Changefeed Monitoring Guide

On this page

CockroachDB changefeeds are long-running jobs that work as a pipeline of change events emitted from a watched table through to the downstream sink. The change events from the storage layer of CockroachDB progress through the changefeed pipeline and are encoded into messages that the changefeed job delivers to a sink, such as Kafka.

This guide provides recommendations for monitoring and alerting on changefeeds throughout the pipeline to ensure reliable operation and quick problem detection.

Tip:

For details on how changefeeds work as jobs in CockroachDB, refer to the technical overview.

Overview

To monitor changefeed jobs effectively, it is necessary to have a view of the high-level metrics that track the health of the changefeed overall and metrics that track the different stages of the changefeed pipeline.

The changefeed pipeline contains three main sections that start at the storage layer of CockroachDB and end at the downstream sink with message delivery. The work completed in each of these pipeline sections feeds metrics that you can track and use to identify where issues could occur.

Rangefeed: Connects changefeeds to a long-lived request called a rangefeed, which pushes changes as they happen.
Processing: Prepares the change events from the rangefeed into changefeed messages by encoding messages into the specified format.
Sink: Delivers changefeed messages to the downstream sink.

An overview of the changefeed pipeline and the metrics that are connected to each stage.

Where noted in the following sections, you can use changefeed metrics labels to measure metrics per changefeed.
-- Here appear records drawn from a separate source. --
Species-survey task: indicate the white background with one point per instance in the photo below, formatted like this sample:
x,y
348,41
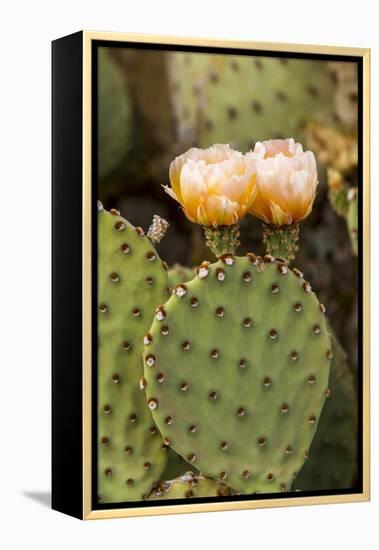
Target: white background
x,y
26,31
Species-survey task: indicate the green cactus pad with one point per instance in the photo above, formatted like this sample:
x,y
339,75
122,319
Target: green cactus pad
x,y
333,455
239,100
237,371
131,281
189,486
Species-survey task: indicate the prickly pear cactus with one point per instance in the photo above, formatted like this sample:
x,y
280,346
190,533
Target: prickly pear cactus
x,y
131,281
189,485
333,454
231,99
237,369
179,274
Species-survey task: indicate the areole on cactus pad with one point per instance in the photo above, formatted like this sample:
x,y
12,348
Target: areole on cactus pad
x,y
237,369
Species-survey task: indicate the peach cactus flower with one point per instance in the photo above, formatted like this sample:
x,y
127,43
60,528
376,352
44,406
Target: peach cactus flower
x,y
287,181
215,186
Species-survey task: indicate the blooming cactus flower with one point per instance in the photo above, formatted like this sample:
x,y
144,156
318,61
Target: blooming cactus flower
x,y
287,181
215,186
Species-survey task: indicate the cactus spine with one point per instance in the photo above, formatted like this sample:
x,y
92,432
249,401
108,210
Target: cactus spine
x,y
131,280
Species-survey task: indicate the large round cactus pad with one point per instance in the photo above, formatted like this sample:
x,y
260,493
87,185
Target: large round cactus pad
x,y
236,371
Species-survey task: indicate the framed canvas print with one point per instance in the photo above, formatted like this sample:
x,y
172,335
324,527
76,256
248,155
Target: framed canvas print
x,y
210,275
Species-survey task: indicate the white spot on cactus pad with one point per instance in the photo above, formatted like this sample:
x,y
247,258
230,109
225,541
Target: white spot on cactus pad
x,y
180,291
160,314
150,360
203,271
153,404
227,259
You can enable the Datadog integration on your cluster to collect data and alert on selected CockroachDB metrics using the Datadog platform.

Note:

Metrics names in Prometheus replace the . with _. In Datadog, metrics names can differ, refer to the Datadog metrics list.

Overall pipeline metrics

High-level performance metrics

Metrics:
- changefeed.max_behind_nanos
  - Description: The maximum lag in nanoseconds between the timestamp of the most recent resolved timestamp emitted by the changefeed and the current time. Indicates how far behind the changefeed is in processing changes.
  - Use with metrics labels (supported in v24.3.5+).
  - Investigation needed: If changefeed.max_behind_nanos is consistently increasing.
- (now() - changefeed.checkpoint_progress)
  - Description: The progress of changefeed checkpointing. Indicates how recently the changefeed state was persisted durably. Critical for monitoring changefeed recovery capability.
  - Investigation needed: If checkpointing falls too far behind the current time.
Impact:
- Slow processing of changes and updates to downstream sinks.
- Recovery time after failures, potential for increase in change backlog.
- Ability to resume from last known good state.
- Resource usage during catch-up after restarts or failures.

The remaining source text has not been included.